Приехал. Выхожу на площадь. Народу вокруг! У парапета стоят какие-то женщины. Серые. Те? Черт их знает. Просмотрел их глазами. Вроде те. Подошел к одной и сказал: “Пойдем со мной.” Она пошла. Но тут же разъяснила ситуацию: “Ты не подумай, что я какая больная. Три рубля. И резинка. Пойдем в один дом. Близко. Иди за мной. И перестань дрожать. Никто тебя не съест.” Потом посмотрела на меня, хихикнула и спросила: “В первый раз, что ли?”
“В первый раз.”
Мы пошли. Она шла впереди. Я трусил за ней. Улица прыгала у меня под ногами. Ноги не шли. Внизу живота сосало.
Ей ведь не меньше двадцати! И грубая какая-то. Голос низкий, каркающий. И сзади на ворону похожа. И нос длинный, как у вороны клюв.
Подошли к дому. Прошли в подъезд. Поднялись на лифте на восьмой этаж. Прошли еще пролет. Вышли на чердак. Там было тепло. Поблескивала серебряная изоляционная бумага на трубах. Валялись какие-то провода, стояла старая изломанная мебель. Велосипед без колес, детская коляска, холодильник. Прошли метров двадцать – в захламленном углу железная кровать. На ней лежала куча тряпья. Девушка сказала: “Ну вот и квартира. Ну чего стоишь как пень. Снимай штаны. Я не могу тут весь день с тобой возиться.”
Я чувствовал себя сломанной механической куклой. С трудом снял куртку. Медленно расстегнул штаны и спустил на колени черные трусы. Девушка скинула пальто, сняла зеленую кофточку. Расстегнула не очень чистый розовый лифчик. Я увидел ее небольшие груди. Левая была заметно меньше правой. На коже остались следы от резинки. Как будто проехал маленький трактор.
Спросил: “Как тебя зовут?”
“А тебе не все равно? Любой зовут. Да ты, я вижу, и не хочешь ничего.”
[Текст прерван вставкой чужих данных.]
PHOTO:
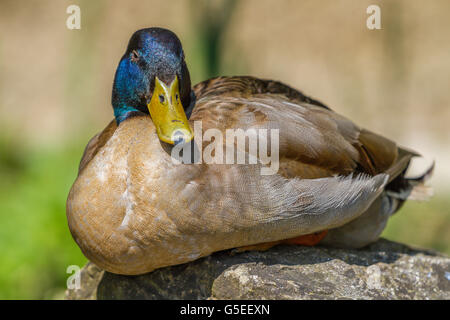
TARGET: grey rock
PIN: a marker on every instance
(383, 270)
Она была права. Ничего я не хотел. Желание исчезло. Исчезли и сообщающиеся сосуды. Жизнь упростилась. И страх прошел. Хотелось уйти.
Девушка положила руку на мой живот.
Я сказал: “Не делай ничего. Я пойду.”
Она разозлилась: “Плати деньги и вали. Ребенок, бля!”
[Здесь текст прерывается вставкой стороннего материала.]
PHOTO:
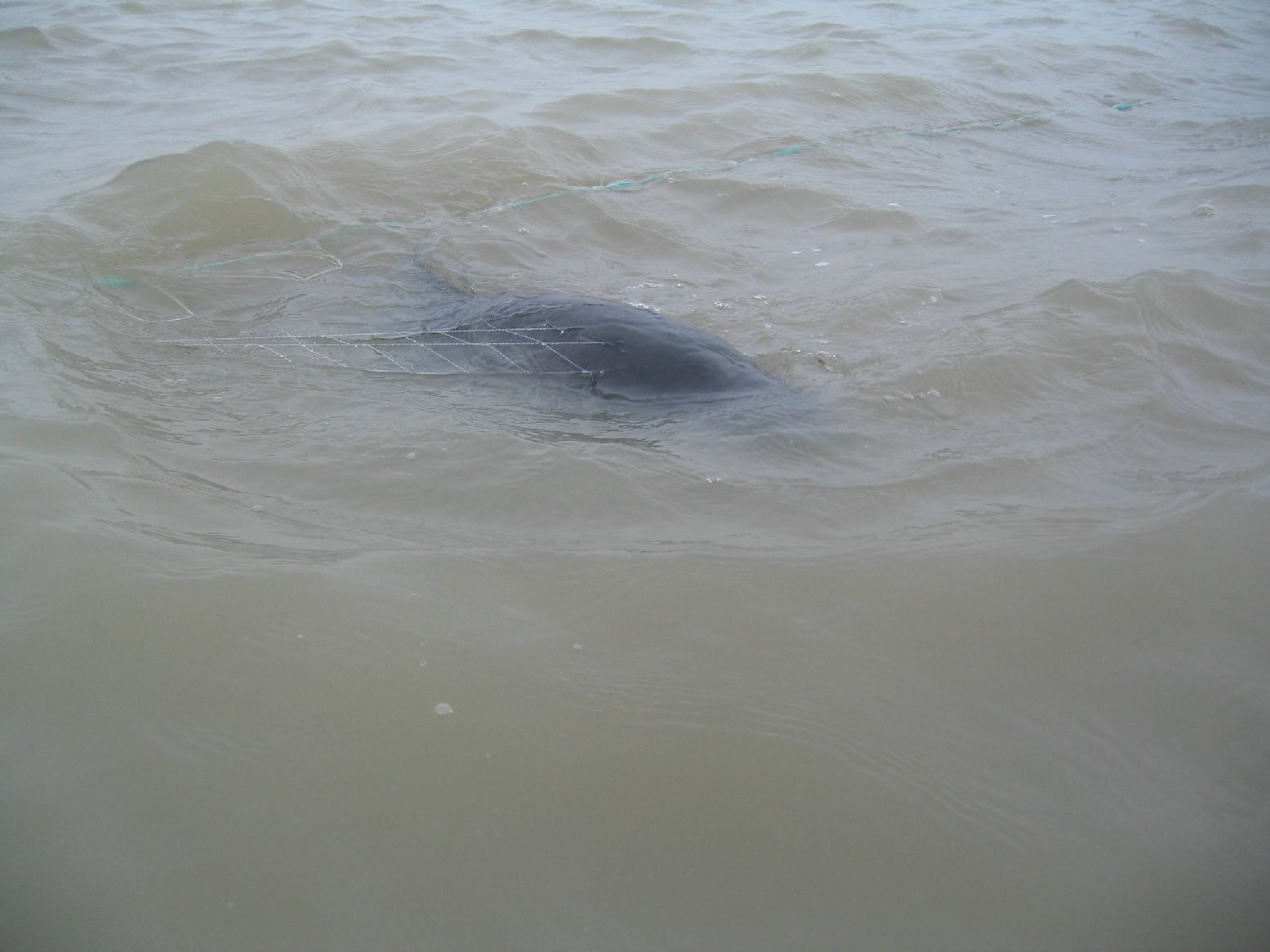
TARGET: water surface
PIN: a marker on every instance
(959, 647)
Я вынул из кармана мои двадцать рублей и подал ей. Считать и думать не мог. Она взяла деньги. Отсчитала три рубля, остальное подала мне назад.
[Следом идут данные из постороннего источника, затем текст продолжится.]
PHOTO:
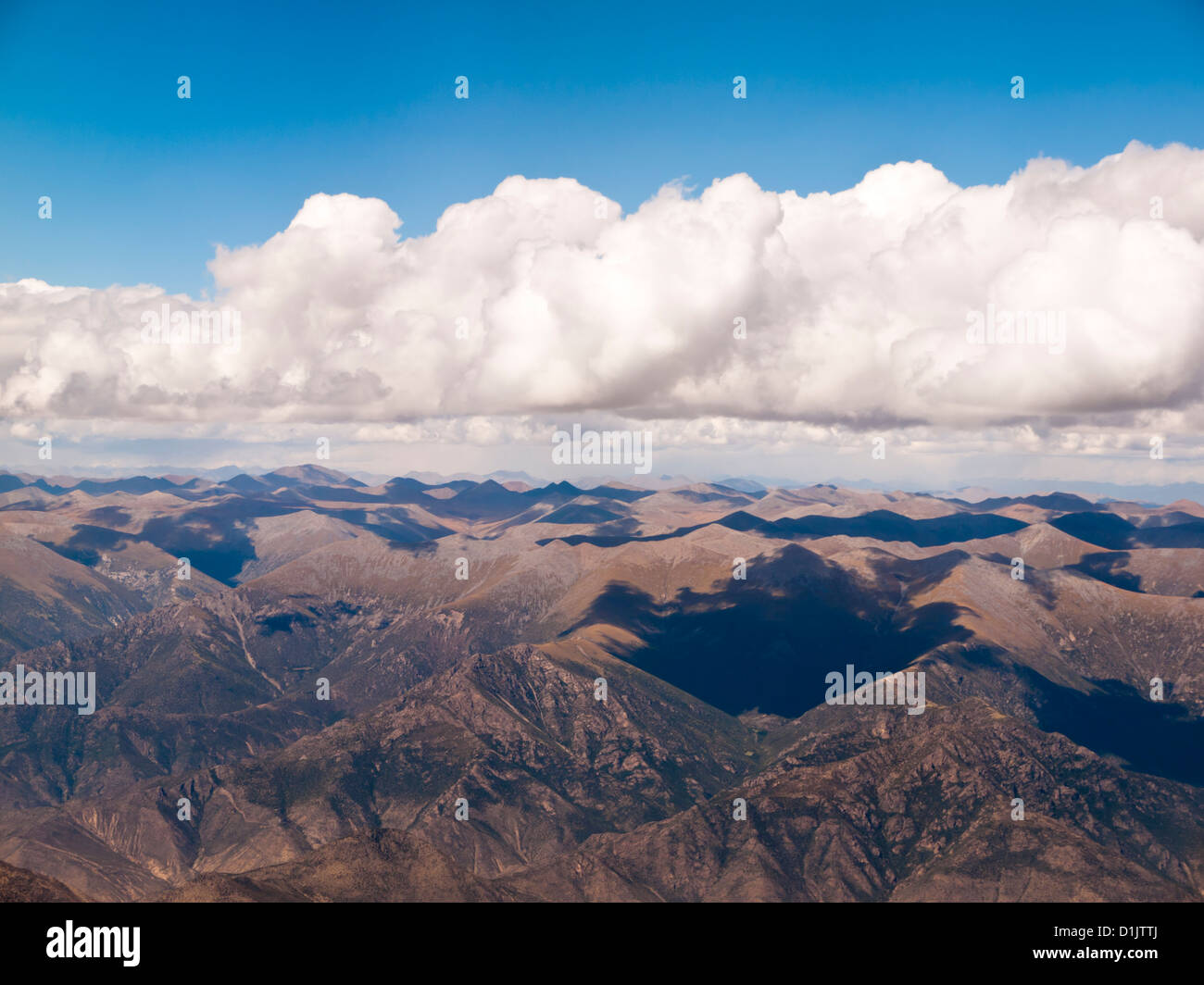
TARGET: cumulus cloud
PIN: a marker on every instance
(542, 301)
И тут мы услышали уверенный хриплый голос из другого угла чердака: “Деньги ложи на кровать.”
Из темноты вышли два типа и подошли к нам. Оба – худые, за тридцать, в наколках, пьяные или начифиренные. У одного – в руке нож. Он подошел к девушке и прохрипел: “У, сука… давай деньги!”
Взял у нее кошелек и положил себе в карман. Забрал и мои полтинники. Потом взял девушку за волосы и сильно дернул. Вниз. Она вскрикнула и упала на колени.
“Расстегни штаны и соси, сука!” – приказал он.
В это время второй подошел ко мне.
“Давай часы.”
Я снял часы и подал ему. Одной рукой он принял часы, а другой как-то странно размахнулся и огрел меня чем-то железным. У меня от боли перехватило дыхание. Я сел на пол. Увидел в его руке велосипедную цепь. Подумал: “Если он меня ей по голове ударит, то убъет.” Но убивать меня, видимо, не входило в его планы. Он связал мне руки и привязал к какой-то трубе. Расстегнул ширинку и встал рядом с товарищем. Девушке пришлось обслуживать двоих. Они сопровождали происходящее комментариями, которые мне не хочется вспоминать.
Сердце мое было в пятках. Я предвидел, что, получив желаемое, мерзавцы не оставят нас в покое, а захотят помучить. А потом…
В голову неожиданно пришли слова: “Пресвятая Богородица, помилуй меня, грешного, спаси и сохрани!” Я повторял их снова и снова. Молитву эту я слышал от бабушки. Легче мне не стало – сердце трепыхалось, по спине струился пот. Но я, по крайней мере, не умер от страха.
Я видел все. Видел, как один тип срывал с девушки оставшуюся одежду. Потом заламывал ей руки. Другой бил ее ногой. Потом ремнем. По груди, по спине. Слышал, как она кричала. Но убивать ее они, по-видимому, тоже не хотели. Один из типов сказал что-то другому, показал на меня. Тот подошел ко мне и ударил кулаком по лицу. Потом еще раз. Во рту у меня стало тепло и солоно. Потом оба ушли.
Девушка с трудом встала, оделась и развязала меня. Я поднялся. Выплюнул кровь. Челюсть болела. В верхнем ряду зубов образовалось прореха. Девушке тоже досталось крепко – нос ей сломали, один глаз заплыл, она охала, хромала, левую руку прижимала к груди.
Мы не говорили между собой. Вышли из дома и пошли в разные стороны.